The Center for American Progress has just issued a report on gun violence and hate crimes, and like all CAP reports, the authors have digested a wealth of data and given us important and arresting information about a serious aspect of gun violence, namely, the use of guns in crimes motivated by hate. Actually, the report emphasizes two issues, because in addition to guns being used in disputes motivated by racial, gender, religious and other forms of hate expression, we also have the problem that individuals convicted of misdemeanor hate crimes can also continue to buy and own guns.

Hate crime misdemeanors are not the only misdemeanors which, even after sentencing, still allow an individual to maintain ownership of guns. In fact, under federal law, the only misdemeanor which carries an outright prohibition on firearm ownership is domestic violence, and when we move from the federal level to the states, the laws on misdemeanor gun prohibitions are so diffuse, so different and so unlike one another that it’s not worth trying to summarize the situation at all. Suffice it to say that there are lots of people walking around with guns who might be considered a threat to public safety in one place but in another locality they are not considered any kind of a risk.

The problem with hate crimes and guns is even more complicated by the fact that we simply don’t know how many such crimes actually occur.
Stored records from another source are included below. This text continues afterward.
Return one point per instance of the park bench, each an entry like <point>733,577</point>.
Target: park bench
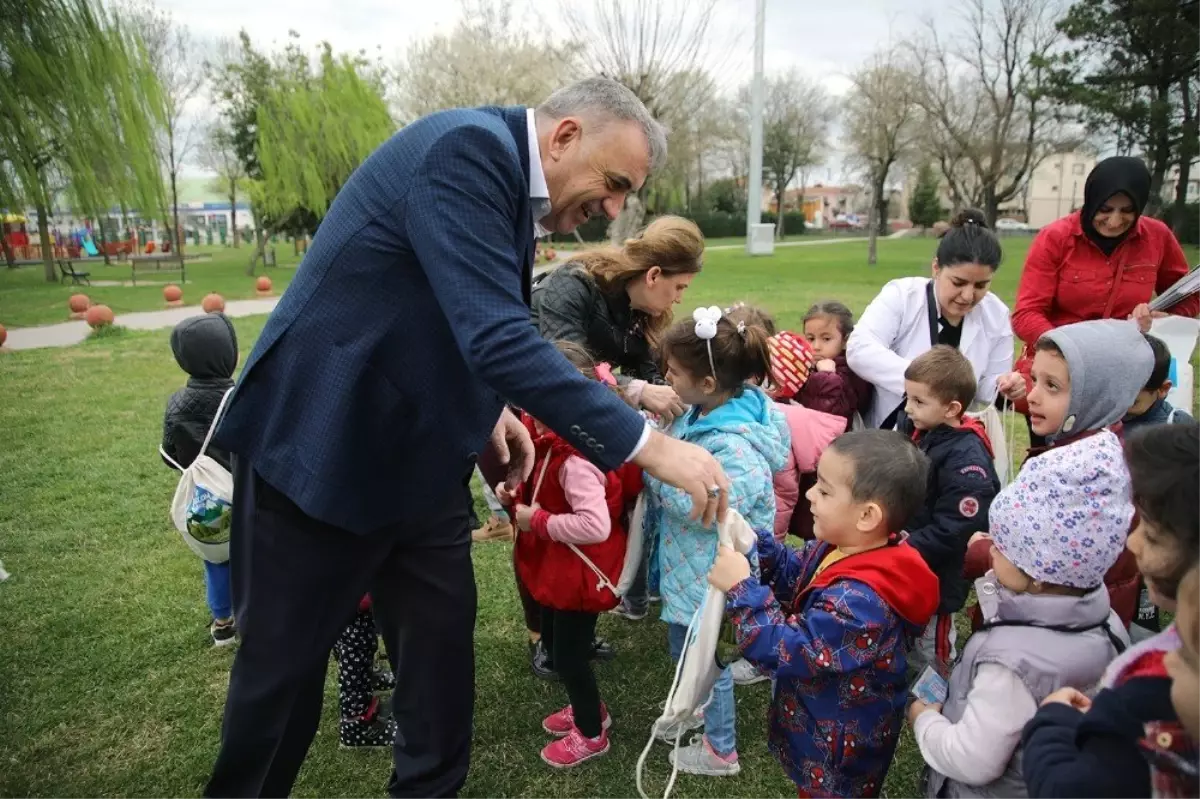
<point>67,270</point>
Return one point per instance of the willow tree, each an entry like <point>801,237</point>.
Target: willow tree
<point>315,130</point>
<point>78,112</point>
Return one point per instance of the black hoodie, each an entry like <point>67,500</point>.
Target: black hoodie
<point>1116,175</point>
<point>207,348</point>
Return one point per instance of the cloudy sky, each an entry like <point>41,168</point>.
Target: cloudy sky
<point>823,40</point>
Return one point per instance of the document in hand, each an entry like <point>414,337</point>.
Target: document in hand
<point>1177,293</point>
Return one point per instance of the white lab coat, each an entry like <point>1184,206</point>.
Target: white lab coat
<point>894,330</point>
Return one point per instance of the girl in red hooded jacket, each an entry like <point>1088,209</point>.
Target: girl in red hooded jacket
<point>832,386</point>
<point>567,511</point>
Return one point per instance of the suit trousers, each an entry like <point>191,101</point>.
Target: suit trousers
<point>297,583</point>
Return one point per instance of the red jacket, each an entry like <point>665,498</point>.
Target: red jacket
<point>1068,278</point>
<point>840,392</point>
<point>555,575</point>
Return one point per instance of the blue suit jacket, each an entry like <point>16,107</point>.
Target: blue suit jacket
<point>385,365</point>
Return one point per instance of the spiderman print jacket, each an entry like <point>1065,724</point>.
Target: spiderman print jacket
<point>835,643</point>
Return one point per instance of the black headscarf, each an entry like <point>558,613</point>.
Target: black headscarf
<point>1116,175</point>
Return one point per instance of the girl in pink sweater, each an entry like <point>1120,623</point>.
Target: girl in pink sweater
<point>570,551</point>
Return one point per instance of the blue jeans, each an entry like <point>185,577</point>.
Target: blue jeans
<point>216,586</point>
<point>720,715</point>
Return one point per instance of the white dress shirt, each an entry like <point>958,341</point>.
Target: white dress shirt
<point>539,202</point>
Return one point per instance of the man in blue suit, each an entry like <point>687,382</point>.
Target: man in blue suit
<point>364,406</point>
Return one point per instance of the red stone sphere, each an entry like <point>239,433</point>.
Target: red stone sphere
<point>213,302</point>
<point>100,316</point>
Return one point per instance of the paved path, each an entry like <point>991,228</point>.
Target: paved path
<point>72,332</point>
<point>67,334</point>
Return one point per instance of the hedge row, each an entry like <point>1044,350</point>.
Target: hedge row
<point>714,224</point>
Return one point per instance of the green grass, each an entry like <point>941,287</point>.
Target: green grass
<point>27,299</point>
<point>107,683</point>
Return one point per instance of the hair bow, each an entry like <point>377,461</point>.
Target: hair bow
<point>706,329</point>
<point>604,373</point>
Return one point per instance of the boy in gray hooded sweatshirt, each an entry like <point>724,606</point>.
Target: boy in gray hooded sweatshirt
<point>207,349</point>
<point>1085,376</point>
<point>1056,532</point>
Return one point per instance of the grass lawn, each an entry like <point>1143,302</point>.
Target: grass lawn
<point>27,299</point>
<point>108,685</point>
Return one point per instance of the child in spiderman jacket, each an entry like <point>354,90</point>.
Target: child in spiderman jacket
<point>832,622</point>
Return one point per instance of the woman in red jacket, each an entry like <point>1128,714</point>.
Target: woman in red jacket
<point>1104,262</point>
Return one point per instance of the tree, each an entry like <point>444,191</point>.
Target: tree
<point>1132,67</point>
<point>298,133</point>
<point>924,204</point>
<point>178,61</point>
<point>725,196</point>
<point>797,118</point>
<point>880,126</point>
<point>78,108</point>
<point>485,60</point>
<point>660,49</point>
<point>315,130</point>
<point>982,86</point>
<point>217,152</point>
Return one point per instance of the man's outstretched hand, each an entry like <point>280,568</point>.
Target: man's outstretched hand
<point>689,468</point>
<point>514,449</point>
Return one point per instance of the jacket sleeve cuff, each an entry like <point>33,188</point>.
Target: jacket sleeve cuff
<point>641,442</point>
<point>540,523</point>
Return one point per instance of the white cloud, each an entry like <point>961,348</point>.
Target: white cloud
<point>823,41</point>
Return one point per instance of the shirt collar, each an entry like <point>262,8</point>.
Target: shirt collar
<point>539,192</point>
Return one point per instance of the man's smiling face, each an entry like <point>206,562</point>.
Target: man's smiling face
<point>591,168</point>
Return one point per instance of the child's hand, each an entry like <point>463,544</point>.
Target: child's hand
<point>1012,385</point>
<point>525,517</point>
<point>1071,697</point>
<point>730,569</point>
<point>508,498</point>
<point>919,707</point>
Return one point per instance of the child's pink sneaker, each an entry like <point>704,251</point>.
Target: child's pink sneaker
<point>575,749</point>
<point>563,721</point>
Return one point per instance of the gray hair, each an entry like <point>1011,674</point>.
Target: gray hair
<point>609,100</point>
First of all, hate crimes appear to be seriously underreported, with 60%-70% of all violent hate crimes which victims claim to have suffered each year never officially reported to the police. And we aren’t talking about a rare event; according to the Bureau of Justice Statistics, more than 200,000 hate crimes are committed each year. Between 2010 and 2014, according to the CAP study, there were 1.2 million hate crimes, of which roughly 43,000 involved the use of a gun.

This also gets us into a bit of an issue with the data, because according to the BJS, roughly one-quarter of all hate crimes involve the use of a weapon, which obviously includes things other than guns. And the inability of the BJS to come up with any kind of valid number for gun hate crimes forces the authors of the CAP report to base the numbers of guns used in hate crimes on what they admit is a rough estimate at best. Which gets back to a very basic problem which pervades every aspect of the gun issue, namely, there is no mandated reporting system that captures criminal gun use in any comprehensive way.

On the other hand, we know from studies summarized by Wintemute that persons convicted of misdemeanor assaults other than domestics are not necessarily restricted from owning guns, ditto misdemeanor violence of other types, ditto misdemeanor offenses growing out of alcohol abuse. And we also know that many misdemeanors should be classified as felonies but are plead down because it’s easier and faster to get a misdemeanor conviction than to run every criminal case through open court.

Which brings us back to the first issue raised in the CAP report, namely, the fact that misdemeanor convictions for hate crimes rarely involve a loss of guns. Because the report points out that although 23 states have passed laws prohibiting persons convicted of certain violent misdemeanors from having access to guns, only 3 states have extended such prohibitions to include misdemeanor hate crimes.

We are now in a Presidential campaign which, among other things, appears to be turning on the extent to which Americans can be made to feel afraid of Muslims not only abroad but right here at home. The gun industry has always used fear to promote ownership of guns, so now Gun Nation has a new bogey-man whose existence can be used to ignite more gun sales. Maybe Obama won’t be the last President to deserve a Salesman of the Year award from Smith & Wesson or Glock.